Pondasi Keimanan: Memahami Aqidah Hasan al Banna

Ilustrasi Pilar Aqidah Visualisasi pilar-pilar keimanan sebagai fondasi. Tauhid Nubuwwah Kitab Suci Akhirat Takdir

Hasan al Banna, seorang ulama dan pendiri Ikhwanul Muslimin, tidak hanya dikenal karena gerakan dakwahnya, tetapi juga karena penegasan metodologisnya terhadap fondasi keimanan Islam. Aqidah yang diajarkan dan ditekankan oleh beliau merupakan pemahaman Ahlus Sunnah wal Jama'ah yang dihayati secara integral dan aplikatif dalam kehidupan. Aqidah bukan sekadar seperangkat teori yang dihafal, melainkan prinsip hidup yang membentuk karakter dan perilaku seorang Muslim.

Karakteristik Utama Aqidah Menurut Hasan al Banna

Aqidah dalam pandangan Hasan al Banna haruslah berakar kuat pada sumber utama Islam: Al-Qur'an dan As-Sunnah. Beliau menekankan bahwa pemahaman keimanan harus bebas dari taklid buta (mengikuti tanpa dalil) dan harus dihayati dengan akal yang sehat serta hati yang murni. Tiga pilar utama yang selalu beliau tekankan dalam kerangka keimanan adalah:

1. Keimanan yang Terinternalisasi (Iman Qauli, Qalbi, wa Amali)

Aqidah yang benar harus meliputi tiga aspek. Pertama, pengakuan lisan (*qauli*), yaitu mengucapkan syahadat dengan benar. Kedua, pembenaran hati (*qalbi*), yaitu keyakinan yang mantap tanpa keraguan sedikit pun terhadap rukun iman. Ketiga, pembuktian melalui amal perbuatan (*amali*). Bagi Hasan al Banna, iman yang hanya ada di lisan tanpa dibuktikan dengan amal saleh adalah iman yang rapuh dan tidak sempurna. Inilah yang membedakan konsep keimanan yang diusung beliau; iman harus menghasilkan tindakan nyata dalam segala aspek kehidupan, baik ibadah ritual maupun muamalah sosial.

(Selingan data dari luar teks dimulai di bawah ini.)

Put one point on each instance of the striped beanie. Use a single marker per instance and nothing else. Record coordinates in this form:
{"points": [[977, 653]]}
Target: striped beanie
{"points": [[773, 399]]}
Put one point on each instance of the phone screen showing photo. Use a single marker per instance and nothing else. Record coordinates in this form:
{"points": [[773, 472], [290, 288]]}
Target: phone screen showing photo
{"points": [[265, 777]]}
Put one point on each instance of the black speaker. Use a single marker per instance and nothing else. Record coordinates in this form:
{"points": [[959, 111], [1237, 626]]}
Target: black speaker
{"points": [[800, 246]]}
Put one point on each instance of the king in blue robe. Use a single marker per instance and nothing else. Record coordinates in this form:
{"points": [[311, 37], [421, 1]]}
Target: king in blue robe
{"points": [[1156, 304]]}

2. Kesatuan (Tauhid) sebagai Sentral

Inti dari seluruh ajaran Islam adalah Tauhid—pengesaan Allah SWT. Aqidah Hasan al Banna menempatkan Tauhid Rububiyah (Allah sebagai Pencipta), Uluhiyah (Allah satu-satunya yang berhak disembah), dan Asma wa Sifat (nama dan sifat Allah) sebagai fondasi tak tergoyahkan. Penekanan ini bertujuan untuk meluruskan segala bentuk penyimpangan akidah, baik itu dalam bentuk pemujaan terhadap selain Allah, takhayul, maupun pemisahan antara urusan dunia dan akhirat.

3. Implikasi Sosial dan Etika Keimanan

Berbeda dengan pemikiran yang memisahkan ranah spiritual dan sosial, Hasan al Banna mengajarkan bahwa aqidah yang sahih harus termanifestasi dalam kepedulian sosial. Ketika seseorang beriman kepada Hari Pembalasan, ia akan termotivasi untuk berlaku adil dan berbuat baik kepada sesama. Keimanan kepada takdir (Qada dan Qadar) tidak lantas menumbuhkan sikap pasrah yang fatalistik, melainkan memotivasi untuk berikhtiar maksimal, sebab hasil akhir adalah hak prerogatif Allah. Ini adalah sintesis antara spiritualitas yang mendalam dan tanggung jawab sosial yang tinggi.

Pentingnya Mempertahankan Aqidah yang Murni

Dalam konteks zamannya, Hasan al Banna melihat bahwa umat Islam terancam oleh berbagai ideologi asing dan kemunduran spiritual. Oleh karena itu, pemurnian akidah menjadi langkah awal yang krusial sebelum melakukan reformasi di bidang lain. Tanpa aqidah yang kokoh, upaya perbaikan ekonomi, politik, atau pendidikan akan mudah goyah dan kehilangan arah. Aqidah adalah kompas yang menentukan arah gerak seorang individu maupun kolektif. Ia adalah benteng pertahanan dari keraguan, penyimpangan, dan perpecahan.

Secara ringkas, aqidah menurut Hasan al Banna adalah kerangka pemahaman keimanan yang dinamis, berbasis dalil shahih, dan selalu menuntut manifestasi nyata dalam setiap aspek kehidupan seorang Muslim. Ini bukan hanya persoalan keyakinan pribadi, melainkan cetak biru untuk membangun peradaban yang Islami.